Celui qui régnera par l’épée périra par l’épée… Hier, Ousmane Sonko s’est montré passablement irrité, avec un discours menaçant, comme s’il ne portait pas ce grand boubou de Premier ministre. Voilà pourtant quelqu’un qui a tout pour être heureux, il a obtenu tout ce pourquoi il se battait. Ou presque ! Il a dégagé le «Système», gagné la Présidentielle en faisant largement élire son candidat, obtenu la majorité à l’Assemblée, ce qui lui permet de gouverner tranquillement. De plus, il est devenu super chef du gouvernement, avec des pouvoirs illimités. Manifestement, il n’est pas heureux. Pourquoi ? Allez savoir !
Car il est resté en 2021 et n’a pas réussi à mettre à jour son logiciel en étant au pouvoir, avec cette volonté de vouloir proroger ce «Mortal Kombat» ou ce «Gatsa Gatsa» qui l’a rendu si célèbre. Raboter les libertés ou mettre au pas les personnes critiques. En vérité, c’est un plan suffisamment planifié depuis le début de cette nouvelle alternance. Le 26 septembre dernier, il avait estimé que le débat sur les finances publiques devrait relever de la sécurité nationale. Lors de sa rencontre avec les organisations syndicales, le Premier ministre avait avancé que les pays asiatiques, qui se sont développés, avaient à un moment donné mis entre parenthèses certaines libertés. Même s’il ne remettait pas en cause la liberté d’expression, tentait-il de relativiser. Bien sûr, il faut se rendre compte que sa sortie d’hier est dans le même ordre d’idées. Il lui faudra alors bâtir des prisons pour concrétiser cette tentation totalitaire et cette ambition de construire un rideau de fer dans les esprits, pour soumettre les critiques. Chroniqueurs, voix indépendantes et journalistes, l’ombre de Pastef est sur vous ! Si Sarkozy avait parlé de passer les manifestants au Karcher, Sonko utilise le mot «effacer» ceux qui, selon lui, portent par procuration le combat des opposants, afin qu’ils sortent du bois. Ce champ lexical montre toute l’énergie qu’il entend déployer pour gagner ce pari.

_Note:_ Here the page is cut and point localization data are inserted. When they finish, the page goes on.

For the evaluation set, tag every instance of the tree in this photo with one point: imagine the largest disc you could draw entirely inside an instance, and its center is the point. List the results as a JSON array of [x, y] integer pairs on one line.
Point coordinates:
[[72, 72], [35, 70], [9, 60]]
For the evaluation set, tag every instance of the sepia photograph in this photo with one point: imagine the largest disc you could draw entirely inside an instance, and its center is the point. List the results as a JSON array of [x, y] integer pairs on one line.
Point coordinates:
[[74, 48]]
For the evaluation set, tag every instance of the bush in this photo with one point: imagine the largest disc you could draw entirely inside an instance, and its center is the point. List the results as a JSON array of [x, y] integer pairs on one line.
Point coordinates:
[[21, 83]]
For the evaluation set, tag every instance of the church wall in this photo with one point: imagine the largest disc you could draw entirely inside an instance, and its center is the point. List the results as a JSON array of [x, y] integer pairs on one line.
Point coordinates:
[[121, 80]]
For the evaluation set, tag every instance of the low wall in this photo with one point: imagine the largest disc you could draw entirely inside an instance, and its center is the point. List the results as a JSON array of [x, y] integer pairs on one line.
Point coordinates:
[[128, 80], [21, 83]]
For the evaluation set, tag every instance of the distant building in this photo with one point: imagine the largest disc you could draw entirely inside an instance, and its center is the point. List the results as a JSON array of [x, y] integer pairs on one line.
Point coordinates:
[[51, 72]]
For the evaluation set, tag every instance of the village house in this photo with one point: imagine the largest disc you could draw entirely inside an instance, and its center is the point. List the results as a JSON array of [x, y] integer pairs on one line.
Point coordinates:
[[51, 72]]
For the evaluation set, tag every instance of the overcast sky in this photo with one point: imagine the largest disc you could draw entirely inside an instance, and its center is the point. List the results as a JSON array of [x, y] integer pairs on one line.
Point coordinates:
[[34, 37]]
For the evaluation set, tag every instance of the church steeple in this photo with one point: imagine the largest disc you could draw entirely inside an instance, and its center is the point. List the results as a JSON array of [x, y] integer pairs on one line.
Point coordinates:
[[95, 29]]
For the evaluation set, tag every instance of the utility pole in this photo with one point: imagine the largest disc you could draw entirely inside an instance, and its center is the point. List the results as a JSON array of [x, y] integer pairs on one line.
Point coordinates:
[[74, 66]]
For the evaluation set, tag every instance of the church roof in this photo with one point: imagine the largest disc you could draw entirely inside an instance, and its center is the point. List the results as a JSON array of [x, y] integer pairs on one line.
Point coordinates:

C’est le temps de la chienlit qui s’annonce, pour un pays en ruines. Pour les médias, cela ne doit pas être une surprise. Le plan de liquidation assumé a été amorcé dès les premières heures du nouveau régime. On se souvient que les premières mesures «primatoriales» ont touché d’abord les entreprises de presse, avant même que l’Etat ne se penche sur les urgences des Sénégalais. C’est le Premier ministre, himself, qui a annoncé la fin des conventions qui les liaient aux structures publiques. Jusqu’ici, les créances ont été gelées par l’Administration. Sans oublier les Atd et la subvention à la presse confisquée. Il ne leur reste que cette liberté que le régime voudrait remettre en cause, comme si le 2 avril 2024 était l’année zéro de la liberté d’expression au Sénégal. Or, Pastef, dans l’opposition, a parrainé des «chroniqueurs», des «journalistes», et fondé un média de propagande dont certains responsables assument désormais des positions stratégiques au cœur de l’appareil étatique.
Aujourd’hui, il reste aux médias et aux personnes épris de libertés, à s’ériger en boucliers contre les graves menaces sur les libertés publiques et individuelles judiciarisées et politisées, pour arrêter cette Opa hostile décrétée par le pouvoir de Pastef. Il s’agit de principes non négociables, exercés dans la responsabilité. Cela devrait relever même de l’atavisme, car ce pays n’est pas un avatar de la dictature, mais une Nation libre. Il est grand temps de se lever pour contenir les dérives dangereuses sur le présent et l’avenir du Sénégal.
De toute façon, ce pays est trop grand pour succomber à cette tentation. Sonko est un homme très puissant, mais il n’a pas façonné ce Sénégal pour qu’il soit son miroir, le reflet de ses propres désirs. Le Sénégal lui survivra, même si son horizon de 2050 semble trop loin pour accepter que cette menace chimérique de destruction, sous nos yeux, de nos acquis démocratiques se concrétise dans notre pays. C’est l’essence même de son existence.